A film festival next month in Mancos will benefit former employees of Western Excelsior Corp. who have been impacted by the fire that destroyed the mill on May 8.
Mancos-based Alpacka Raft is working with the nonprofit Mancos Valley Resources to present the Mancos Valley River Film Festival, which will take place July 15 at 6 p.m. at the Mancos Opera House, 136 W. Grand Ave.
The event will showcase films about river adventures and conservation, said event organizer Lizzy Scully, of Alpacka Raft.
“We just want to make it a fun film festival,” Scully said. “It’s out of our desire to give back to the local community.”
Alpacka Raft staffers had planned to start an annual film festival to benefit local nonprofit organizations in 2018, Scully said. After the Western Excelsior fire destroyed the mill and put dozens of people out of work, Alpacka decided the festival needed to start this year, Scully said.

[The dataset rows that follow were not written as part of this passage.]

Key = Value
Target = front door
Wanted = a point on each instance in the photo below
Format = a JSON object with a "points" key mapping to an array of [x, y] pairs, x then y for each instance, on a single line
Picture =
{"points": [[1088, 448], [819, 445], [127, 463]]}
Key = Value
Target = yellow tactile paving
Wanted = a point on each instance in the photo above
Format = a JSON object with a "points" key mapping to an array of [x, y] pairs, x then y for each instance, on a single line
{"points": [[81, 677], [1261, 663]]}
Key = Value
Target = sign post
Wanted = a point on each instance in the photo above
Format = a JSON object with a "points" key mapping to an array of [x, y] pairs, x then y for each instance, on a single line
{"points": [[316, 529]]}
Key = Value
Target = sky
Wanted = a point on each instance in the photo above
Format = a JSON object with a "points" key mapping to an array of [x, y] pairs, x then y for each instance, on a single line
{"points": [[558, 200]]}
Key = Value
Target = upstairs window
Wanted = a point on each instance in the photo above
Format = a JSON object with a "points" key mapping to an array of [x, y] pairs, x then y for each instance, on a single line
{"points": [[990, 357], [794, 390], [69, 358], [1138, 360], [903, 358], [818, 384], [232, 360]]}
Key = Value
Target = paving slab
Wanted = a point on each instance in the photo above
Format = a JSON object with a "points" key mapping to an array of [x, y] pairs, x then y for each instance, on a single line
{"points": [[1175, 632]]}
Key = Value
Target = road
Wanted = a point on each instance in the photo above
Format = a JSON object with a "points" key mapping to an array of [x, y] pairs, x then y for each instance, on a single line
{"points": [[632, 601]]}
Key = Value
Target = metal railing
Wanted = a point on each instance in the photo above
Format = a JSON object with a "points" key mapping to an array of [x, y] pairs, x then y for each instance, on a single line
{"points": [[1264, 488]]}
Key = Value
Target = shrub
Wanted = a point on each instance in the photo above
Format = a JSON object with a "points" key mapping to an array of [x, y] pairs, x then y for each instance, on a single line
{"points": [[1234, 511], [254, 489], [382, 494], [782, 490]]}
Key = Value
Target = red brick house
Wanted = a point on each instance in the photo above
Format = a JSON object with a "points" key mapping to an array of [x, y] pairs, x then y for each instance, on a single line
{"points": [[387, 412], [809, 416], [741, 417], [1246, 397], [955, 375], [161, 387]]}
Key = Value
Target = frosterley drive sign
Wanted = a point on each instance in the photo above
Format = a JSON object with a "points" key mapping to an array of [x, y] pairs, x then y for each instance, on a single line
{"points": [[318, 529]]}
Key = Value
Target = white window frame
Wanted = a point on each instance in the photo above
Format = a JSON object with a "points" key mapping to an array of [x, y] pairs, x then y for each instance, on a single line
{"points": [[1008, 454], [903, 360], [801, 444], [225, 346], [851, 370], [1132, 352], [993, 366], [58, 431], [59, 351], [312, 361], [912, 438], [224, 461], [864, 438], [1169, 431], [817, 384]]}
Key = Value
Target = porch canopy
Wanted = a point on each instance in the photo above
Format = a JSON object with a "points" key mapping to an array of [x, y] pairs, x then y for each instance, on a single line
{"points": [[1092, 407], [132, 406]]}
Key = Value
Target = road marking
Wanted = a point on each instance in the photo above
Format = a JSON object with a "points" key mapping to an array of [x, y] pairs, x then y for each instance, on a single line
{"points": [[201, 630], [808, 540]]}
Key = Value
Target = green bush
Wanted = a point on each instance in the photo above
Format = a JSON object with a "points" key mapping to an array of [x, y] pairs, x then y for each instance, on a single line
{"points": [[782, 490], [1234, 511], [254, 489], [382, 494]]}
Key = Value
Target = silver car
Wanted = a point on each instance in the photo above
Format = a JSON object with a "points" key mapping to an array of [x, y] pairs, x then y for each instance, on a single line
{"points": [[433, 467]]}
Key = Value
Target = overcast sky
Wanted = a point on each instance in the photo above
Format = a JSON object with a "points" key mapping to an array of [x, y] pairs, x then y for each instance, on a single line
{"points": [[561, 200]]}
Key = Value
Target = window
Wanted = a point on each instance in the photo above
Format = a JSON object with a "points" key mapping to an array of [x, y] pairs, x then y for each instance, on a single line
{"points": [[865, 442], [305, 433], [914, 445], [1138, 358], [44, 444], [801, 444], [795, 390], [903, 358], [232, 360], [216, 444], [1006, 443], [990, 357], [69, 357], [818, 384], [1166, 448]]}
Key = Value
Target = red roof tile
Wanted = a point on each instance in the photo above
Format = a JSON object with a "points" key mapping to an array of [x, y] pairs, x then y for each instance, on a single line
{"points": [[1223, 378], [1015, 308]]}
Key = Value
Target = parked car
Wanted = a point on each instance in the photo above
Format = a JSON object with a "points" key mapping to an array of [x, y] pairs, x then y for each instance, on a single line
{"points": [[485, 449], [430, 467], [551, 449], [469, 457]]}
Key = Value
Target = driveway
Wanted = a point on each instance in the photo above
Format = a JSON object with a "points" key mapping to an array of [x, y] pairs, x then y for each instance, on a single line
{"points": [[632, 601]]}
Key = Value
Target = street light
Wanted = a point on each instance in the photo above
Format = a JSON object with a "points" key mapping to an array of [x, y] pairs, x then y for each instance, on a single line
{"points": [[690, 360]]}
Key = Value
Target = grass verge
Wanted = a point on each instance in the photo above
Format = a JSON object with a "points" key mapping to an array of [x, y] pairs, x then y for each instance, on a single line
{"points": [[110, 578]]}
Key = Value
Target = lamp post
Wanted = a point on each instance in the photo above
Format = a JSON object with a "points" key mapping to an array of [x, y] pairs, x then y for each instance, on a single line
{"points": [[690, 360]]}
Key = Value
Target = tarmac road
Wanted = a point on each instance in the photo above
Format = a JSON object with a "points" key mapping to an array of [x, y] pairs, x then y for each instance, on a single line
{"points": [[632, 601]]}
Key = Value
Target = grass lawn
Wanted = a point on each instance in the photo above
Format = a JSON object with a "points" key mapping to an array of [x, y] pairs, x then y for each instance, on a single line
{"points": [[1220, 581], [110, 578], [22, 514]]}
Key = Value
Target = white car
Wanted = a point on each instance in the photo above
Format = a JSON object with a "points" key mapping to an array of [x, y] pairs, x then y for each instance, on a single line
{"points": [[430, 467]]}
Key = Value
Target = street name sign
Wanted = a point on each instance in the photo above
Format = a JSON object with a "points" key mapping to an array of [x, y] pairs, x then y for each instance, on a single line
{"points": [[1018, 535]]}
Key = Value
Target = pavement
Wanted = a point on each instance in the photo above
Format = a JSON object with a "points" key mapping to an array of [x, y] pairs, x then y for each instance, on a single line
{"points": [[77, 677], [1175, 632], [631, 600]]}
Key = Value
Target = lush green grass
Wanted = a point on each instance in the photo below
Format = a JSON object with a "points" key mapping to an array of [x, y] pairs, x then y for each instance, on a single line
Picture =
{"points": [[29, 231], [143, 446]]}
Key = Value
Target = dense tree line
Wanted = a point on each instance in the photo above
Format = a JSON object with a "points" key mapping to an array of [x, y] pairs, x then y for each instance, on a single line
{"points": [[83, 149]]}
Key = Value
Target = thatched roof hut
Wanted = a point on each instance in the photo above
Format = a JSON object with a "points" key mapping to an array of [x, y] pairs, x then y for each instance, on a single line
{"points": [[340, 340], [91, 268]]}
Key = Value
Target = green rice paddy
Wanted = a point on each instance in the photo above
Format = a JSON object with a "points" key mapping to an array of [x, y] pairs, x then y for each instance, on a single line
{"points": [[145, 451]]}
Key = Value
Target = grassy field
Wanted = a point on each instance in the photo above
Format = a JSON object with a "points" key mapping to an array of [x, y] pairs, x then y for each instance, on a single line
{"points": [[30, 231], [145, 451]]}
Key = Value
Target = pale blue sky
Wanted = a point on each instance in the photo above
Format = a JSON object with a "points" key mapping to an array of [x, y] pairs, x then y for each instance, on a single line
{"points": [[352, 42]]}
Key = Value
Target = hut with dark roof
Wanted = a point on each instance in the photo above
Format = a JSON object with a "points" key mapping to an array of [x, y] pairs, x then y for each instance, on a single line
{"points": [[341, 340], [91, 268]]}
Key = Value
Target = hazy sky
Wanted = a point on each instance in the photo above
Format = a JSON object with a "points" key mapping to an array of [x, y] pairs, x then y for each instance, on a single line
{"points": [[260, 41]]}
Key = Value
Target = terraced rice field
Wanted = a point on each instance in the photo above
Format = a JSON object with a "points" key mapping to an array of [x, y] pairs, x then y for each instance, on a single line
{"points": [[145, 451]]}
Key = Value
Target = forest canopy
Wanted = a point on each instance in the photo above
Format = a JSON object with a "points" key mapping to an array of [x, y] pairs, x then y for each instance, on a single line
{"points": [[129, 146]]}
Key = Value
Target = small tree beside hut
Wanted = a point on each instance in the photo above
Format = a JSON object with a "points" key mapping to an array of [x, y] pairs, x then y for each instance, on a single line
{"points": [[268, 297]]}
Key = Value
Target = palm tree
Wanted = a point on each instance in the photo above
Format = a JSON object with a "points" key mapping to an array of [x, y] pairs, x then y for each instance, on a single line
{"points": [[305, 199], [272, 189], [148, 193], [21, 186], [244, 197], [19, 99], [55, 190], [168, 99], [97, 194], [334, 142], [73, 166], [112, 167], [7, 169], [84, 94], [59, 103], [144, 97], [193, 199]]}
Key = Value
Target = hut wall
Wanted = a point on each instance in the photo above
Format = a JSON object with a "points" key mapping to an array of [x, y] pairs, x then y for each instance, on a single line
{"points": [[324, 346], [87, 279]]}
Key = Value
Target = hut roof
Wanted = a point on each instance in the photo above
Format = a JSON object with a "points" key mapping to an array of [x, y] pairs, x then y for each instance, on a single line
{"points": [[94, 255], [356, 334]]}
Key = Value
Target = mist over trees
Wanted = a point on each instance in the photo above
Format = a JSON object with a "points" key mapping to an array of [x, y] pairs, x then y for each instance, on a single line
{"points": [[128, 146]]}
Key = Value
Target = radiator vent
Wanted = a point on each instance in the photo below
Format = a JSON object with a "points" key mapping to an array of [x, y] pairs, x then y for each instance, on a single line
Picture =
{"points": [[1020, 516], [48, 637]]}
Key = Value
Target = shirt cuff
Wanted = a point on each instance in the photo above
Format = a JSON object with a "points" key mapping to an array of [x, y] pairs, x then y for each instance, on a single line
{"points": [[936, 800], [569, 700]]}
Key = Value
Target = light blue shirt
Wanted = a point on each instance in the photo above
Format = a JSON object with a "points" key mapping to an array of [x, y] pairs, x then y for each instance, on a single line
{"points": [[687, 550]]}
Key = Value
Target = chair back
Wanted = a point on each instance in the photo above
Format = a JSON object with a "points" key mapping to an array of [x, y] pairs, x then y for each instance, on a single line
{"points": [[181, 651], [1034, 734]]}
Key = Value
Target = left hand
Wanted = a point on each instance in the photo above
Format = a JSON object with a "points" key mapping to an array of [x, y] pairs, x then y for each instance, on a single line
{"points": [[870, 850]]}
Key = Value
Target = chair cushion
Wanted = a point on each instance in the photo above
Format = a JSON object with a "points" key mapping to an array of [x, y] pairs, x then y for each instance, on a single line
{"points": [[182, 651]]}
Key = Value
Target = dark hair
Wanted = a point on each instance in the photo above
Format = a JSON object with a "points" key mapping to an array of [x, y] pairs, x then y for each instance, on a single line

Tickets for the festival are $20 in advance or $25 at the Opera House, which can seat 350 people. Scully said organizers hope raise about $10,000.
All the proceeds for the event will be donated to the Mancos FoodShare and Mancos Pay It Forward Fund, and the donated funds will be earmarked for people affected by the Western Excelsior fire, Mancos Valley Resources President Tami Graham said.
Mancos FoodShare provides food and commodities to people in need in the Mancos Valley. The Pay It Forward Fund provides financial support for those in need. Mancos Valley Resources is an umbrella group that oversees several smaller non-profits in the Mancos area, including the FoodShare and Pay It Forward.
Graham said she is glad Mancos had the two aid groups set up before the fire, because people affected by the fire were able to get aid quickly. Since the fire, though, the FoodShare and Pay It Forward Fund have been depleted financially, so the film festival will help the groups continue to help people, Graham said.
“This has the potential to be a great annual event to highlight this great company in Alpacka Rafts, but also to be an ongoing support to our community,” Graham said.
Scully said the films featured will mostly be short, from three to 20 minutes in length. Organizers are still trying to find one feature-length film to show, she said. There will be two hours of film viewing with a break in between, according to the festival’s website. Several films will be making their American debut at the Mancos Valley River Film Festival, Scully said. One of those debutantes will be a bikepacking film from New Zealand called “Waiau-Tau Odyssey.”
A silent auction also will be held during the festival, and organizers are seeking donations for auction items, Scully said.
Alpacka Raft CEO Thor Tingey said in an email that the company wanted to get into high gear this summer to help the dozens of people who were put out of work at the fire.
“That magnitude of loss for Montezuma County is significant, and we felt we should act immediately to support the people who lost their jobs,” Tingey said.